Author's Note: I was once again brushing my teeth when this story hit me. I remembered that one line Alex spoke, and suddenly I realized why Jarod threw Broots out of the car.

Title - Please God, Let it be This
Author - Ashlee
E-mail address - zyp959@hotmail.com
Rating - PG (naughty words included)
Category - Jarod Angst!!!!!
Series/Sequel - Nope, just an explanation for a curious action
Spoilers - TP 2001 movie!!!!
Summary - Why did Jarod throw Broots out of the car?


"Please God Let it be This"
By Ashlee


I can't believe this is happening. This whole damn thing is just one huge mess, and all thanks to the Centre, not that that's a surprise or anything. I mean no one else could be this sick and sadistic and all around fucked up. In one week, if that, I have discovered that Miss Parker and I share a brother, that they both have this psychic thing going on, and that Ethan, our brother, is supposed to be this 'super Pretender' who not only has two parents who carry the Pretender gene, but he also has Catherine Parker's 'inner sense', whatever the hell that is. But oh no, it couldn't stop there. God forbid something should go right for me when it comes to that rat hole. No, Miss Parker, Ethan, and me almost get blown to bits because Raines managed to control Ethan. We all manage to survive, but that isn't enough, no God isn't done messing with us yet.

So after nearly being blown up Ethan and I manage to make it out safely, and as I'm recuperating, praying that Miss Parker is all right, I happen to have the news on and see the person that I escaped from the Centre with nearly five years ago. Now ain't that something? And oh guess what, he's in critical condition after getting shot by some terrorist. Right then and there I should have known that it was a trap, but the goddamn hero in me insisted that I go help the guy, so I did. Only to find out that he was chasing a guy that I thought was dead…. Alex. I thought he died during our escape – that's right there were three of us, but Alex fell, and we assumed he was dead – you know I think Parker was right when she said that no one at the Centre ever really dies.

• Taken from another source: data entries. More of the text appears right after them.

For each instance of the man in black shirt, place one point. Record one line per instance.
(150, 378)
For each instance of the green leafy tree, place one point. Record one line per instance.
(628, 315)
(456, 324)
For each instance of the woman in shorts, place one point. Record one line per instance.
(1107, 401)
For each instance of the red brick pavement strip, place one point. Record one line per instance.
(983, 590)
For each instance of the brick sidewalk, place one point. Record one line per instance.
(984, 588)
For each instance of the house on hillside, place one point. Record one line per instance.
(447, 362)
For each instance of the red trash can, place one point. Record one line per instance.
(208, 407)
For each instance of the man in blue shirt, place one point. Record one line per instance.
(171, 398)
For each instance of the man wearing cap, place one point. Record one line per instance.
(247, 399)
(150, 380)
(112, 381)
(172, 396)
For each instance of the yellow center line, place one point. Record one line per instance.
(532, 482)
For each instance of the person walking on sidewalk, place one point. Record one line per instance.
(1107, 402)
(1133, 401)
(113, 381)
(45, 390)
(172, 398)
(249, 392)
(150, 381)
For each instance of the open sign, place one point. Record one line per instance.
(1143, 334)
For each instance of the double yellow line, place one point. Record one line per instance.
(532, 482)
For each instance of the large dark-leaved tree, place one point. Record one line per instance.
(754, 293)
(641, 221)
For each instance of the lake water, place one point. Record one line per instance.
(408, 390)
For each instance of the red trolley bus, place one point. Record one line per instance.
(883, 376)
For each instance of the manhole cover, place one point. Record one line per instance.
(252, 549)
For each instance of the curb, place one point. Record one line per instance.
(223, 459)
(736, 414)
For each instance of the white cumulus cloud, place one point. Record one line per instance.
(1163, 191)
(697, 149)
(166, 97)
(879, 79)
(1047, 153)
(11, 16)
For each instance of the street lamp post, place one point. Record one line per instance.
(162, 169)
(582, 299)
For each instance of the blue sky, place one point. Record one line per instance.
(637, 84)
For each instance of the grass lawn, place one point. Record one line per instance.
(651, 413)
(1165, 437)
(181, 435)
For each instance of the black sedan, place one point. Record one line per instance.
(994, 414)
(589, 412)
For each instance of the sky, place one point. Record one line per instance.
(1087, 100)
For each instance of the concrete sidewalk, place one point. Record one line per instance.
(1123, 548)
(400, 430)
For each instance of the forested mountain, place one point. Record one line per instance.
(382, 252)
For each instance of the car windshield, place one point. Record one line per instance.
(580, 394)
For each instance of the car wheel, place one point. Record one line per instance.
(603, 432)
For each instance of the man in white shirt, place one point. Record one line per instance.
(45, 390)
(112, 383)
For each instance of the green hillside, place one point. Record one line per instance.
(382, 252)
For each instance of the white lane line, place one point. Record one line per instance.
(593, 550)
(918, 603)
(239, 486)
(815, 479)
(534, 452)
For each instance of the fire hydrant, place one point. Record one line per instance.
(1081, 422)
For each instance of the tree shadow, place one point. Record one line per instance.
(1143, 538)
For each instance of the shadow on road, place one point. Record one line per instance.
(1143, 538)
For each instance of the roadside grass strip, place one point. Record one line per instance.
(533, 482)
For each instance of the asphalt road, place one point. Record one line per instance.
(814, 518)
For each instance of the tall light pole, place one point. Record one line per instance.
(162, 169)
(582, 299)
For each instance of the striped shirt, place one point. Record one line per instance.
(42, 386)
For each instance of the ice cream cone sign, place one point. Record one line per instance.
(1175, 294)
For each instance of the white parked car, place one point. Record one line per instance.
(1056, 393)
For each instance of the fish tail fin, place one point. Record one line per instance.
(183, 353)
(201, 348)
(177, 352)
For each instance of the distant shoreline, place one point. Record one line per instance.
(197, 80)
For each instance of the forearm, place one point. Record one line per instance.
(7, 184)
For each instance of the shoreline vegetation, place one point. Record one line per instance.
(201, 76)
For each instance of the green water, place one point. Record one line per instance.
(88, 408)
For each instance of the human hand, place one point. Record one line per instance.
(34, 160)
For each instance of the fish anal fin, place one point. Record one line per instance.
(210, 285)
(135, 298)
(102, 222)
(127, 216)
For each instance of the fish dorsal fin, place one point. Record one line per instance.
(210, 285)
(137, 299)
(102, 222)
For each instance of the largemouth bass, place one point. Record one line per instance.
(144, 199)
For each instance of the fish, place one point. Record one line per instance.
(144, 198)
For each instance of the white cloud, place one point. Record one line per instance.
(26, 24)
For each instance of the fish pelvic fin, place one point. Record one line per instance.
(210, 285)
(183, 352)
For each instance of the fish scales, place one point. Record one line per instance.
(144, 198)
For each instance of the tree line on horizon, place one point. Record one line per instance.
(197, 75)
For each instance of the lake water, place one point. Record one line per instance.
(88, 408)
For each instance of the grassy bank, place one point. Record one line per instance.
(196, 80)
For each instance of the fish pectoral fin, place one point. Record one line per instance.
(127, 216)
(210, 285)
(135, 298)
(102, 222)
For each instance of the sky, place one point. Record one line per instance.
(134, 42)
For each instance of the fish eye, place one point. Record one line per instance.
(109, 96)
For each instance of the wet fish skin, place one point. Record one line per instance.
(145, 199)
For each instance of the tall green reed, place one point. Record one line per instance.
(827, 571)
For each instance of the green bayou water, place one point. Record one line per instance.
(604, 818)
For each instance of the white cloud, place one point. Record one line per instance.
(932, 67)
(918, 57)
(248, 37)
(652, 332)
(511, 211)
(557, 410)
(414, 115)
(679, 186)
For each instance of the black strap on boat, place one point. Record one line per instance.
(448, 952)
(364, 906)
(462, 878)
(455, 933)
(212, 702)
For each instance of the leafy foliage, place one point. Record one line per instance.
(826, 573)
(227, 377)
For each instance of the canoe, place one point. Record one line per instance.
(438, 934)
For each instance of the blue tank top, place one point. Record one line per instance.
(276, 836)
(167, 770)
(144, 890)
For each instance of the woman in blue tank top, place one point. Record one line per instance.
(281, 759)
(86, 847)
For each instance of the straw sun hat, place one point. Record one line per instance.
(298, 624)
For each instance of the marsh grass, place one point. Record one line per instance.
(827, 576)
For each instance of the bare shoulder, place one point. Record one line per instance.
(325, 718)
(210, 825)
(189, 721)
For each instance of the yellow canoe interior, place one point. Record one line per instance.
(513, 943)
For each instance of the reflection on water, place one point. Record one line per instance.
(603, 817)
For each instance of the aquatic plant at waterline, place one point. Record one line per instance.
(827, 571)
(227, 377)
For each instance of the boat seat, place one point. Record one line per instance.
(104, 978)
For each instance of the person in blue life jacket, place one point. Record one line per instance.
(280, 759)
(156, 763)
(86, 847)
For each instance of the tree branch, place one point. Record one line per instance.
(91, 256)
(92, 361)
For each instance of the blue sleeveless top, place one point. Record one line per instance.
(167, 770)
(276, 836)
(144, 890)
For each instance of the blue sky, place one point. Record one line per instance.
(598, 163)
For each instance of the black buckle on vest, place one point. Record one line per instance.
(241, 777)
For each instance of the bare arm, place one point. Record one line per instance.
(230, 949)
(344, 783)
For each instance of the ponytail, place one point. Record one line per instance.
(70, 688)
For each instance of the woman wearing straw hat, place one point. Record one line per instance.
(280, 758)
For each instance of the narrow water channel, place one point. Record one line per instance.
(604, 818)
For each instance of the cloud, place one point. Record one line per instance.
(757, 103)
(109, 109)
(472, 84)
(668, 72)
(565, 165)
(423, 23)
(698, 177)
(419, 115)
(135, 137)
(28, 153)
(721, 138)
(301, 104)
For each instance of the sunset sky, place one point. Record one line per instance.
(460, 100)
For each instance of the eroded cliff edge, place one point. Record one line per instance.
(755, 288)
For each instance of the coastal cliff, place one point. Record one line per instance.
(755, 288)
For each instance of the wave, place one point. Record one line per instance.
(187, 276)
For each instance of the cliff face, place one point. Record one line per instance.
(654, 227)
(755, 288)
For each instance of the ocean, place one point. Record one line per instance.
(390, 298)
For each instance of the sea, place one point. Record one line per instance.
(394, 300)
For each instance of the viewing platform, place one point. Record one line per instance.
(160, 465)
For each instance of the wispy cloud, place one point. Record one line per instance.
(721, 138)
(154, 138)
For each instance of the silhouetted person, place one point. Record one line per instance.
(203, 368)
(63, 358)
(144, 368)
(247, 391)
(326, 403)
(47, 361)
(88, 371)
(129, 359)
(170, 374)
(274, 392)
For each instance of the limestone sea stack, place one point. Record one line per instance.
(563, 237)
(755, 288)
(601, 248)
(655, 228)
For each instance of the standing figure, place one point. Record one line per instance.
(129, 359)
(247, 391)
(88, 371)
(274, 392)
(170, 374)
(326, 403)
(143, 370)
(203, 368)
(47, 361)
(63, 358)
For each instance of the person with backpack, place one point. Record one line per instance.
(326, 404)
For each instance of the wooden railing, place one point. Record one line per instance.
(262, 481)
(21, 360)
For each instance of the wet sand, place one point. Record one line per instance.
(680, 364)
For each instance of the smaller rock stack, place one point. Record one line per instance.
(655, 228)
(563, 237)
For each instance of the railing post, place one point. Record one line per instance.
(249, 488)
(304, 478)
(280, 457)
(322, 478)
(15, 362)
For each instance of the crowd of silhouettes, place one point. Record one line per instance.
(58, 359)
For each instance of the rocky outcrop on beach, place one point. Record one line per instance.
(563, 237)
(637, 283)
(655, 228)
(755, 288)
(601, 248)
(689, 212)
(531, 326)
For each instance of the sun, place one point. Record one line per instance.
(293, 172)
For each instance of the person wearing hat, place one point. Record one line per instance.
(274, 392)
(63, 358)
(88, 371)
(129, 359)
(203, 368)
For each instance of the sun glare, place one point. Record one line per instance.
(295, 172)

Which brings us to the here and now. I was driving along with Broots after finding him in a murdered man's house and he tells me what else Alex has been up to, other than trying to mess with me. That he has kidnapped Mr. Parker and that Miss Parker has gone to retrieve him. It takes me a minute, but what Alex had been saying all along finally sunk in. I pull over suddenly and demand that Broots get out of the car. I feel bad about it, and suddenly I can sympathize with his fears of having a nervous breakdown. With the way my heart is beating erratically I think I'm on the verge too. After Broots reluctantly climbs out of the car, I peel away with Alex's words floating through my head. "I want to see what happens when I kill someone important to your world". I know now what this has been about. He set me up, set up a pretend I couldn't resist in order to draw me out, and now he's going to hang Miss Parker's life over my head. I grit my teeth and press my foot harder on the gas pedal. I throw a little prayer up to God, and hope that I get there in time. If there is only one thing you ever help me with, please God let it be this.